The editorialist George Gray summarises: "Thus, the question as to whether intentional weight loss improves life span has been answered, and the answer appears to be a resounding YES."
In another study published in the January 2008 issue of the Journal of the American Medical Association, an Australian study using the Adjustable Gastric Banding technique showed that 73% of their patients undergoing this procedure had achieved remission of their diabetes versus 13% in the conventionally treated group. However, the accompanying editorial suggested that the excellent results were the result of a specialised team, and may not be reproducible by less experienced units.

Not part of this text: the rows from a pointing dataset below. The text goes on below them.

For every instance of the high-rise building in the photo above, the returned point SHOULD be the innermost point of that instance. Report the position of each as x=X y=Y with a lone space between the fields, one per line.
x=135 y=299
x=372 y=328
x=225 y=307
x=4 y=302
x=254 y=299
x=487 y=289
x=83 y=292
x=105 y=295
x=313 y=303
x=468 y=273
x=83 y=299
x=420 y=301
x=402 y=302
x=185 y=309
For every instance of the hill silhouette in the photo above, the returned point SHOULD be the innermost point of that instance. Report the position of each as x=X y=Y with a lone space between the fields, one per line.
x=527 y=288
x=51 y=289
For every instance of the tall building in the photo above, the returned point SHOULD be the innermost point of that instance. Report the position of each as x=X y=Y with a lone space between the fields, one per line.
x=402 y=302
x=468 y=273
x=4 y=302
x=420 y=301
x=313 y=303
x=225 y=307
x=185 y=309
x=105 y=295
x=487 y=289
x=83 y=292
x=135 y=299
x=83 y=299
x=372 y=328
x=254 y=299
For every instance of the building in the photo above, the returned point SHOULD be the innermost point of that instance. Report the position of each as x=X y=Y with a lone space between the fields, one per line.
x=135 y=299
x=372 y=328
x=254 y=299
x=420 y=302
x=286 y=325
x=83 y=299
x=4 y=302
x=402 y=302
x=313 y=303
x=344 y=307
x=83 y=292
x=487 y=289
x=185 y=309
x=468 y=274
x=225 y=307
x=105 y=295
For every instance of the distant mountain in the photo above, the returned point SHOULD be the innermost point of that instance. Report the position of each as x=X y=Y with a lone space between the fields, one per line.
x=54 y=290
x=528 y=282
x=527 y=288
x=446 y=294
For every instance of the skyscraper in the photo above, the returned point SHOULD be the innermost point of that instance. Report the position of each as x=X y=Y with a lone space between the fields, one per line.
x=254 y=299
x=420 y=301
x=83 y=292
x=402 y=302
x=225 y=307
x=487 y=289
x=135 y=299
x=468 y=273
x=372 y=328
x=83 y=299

In our local setting, bariatric surgery units are just being set up. With time we should be able to emulate the results of specialised units elsewhere in the world.
There is no magic cure for obesity. The foundation of treatment is still diet and exercise. It would be naive to believe that bariatric surgery is a risk-free short cut to a beautiful figure. Patients still DIE from surgery, more so obese subjects with associated diseases like diabetes or hypertension.
The most "successful" operation will still fail in the medium to long term if it is not followed up by diet and exercise.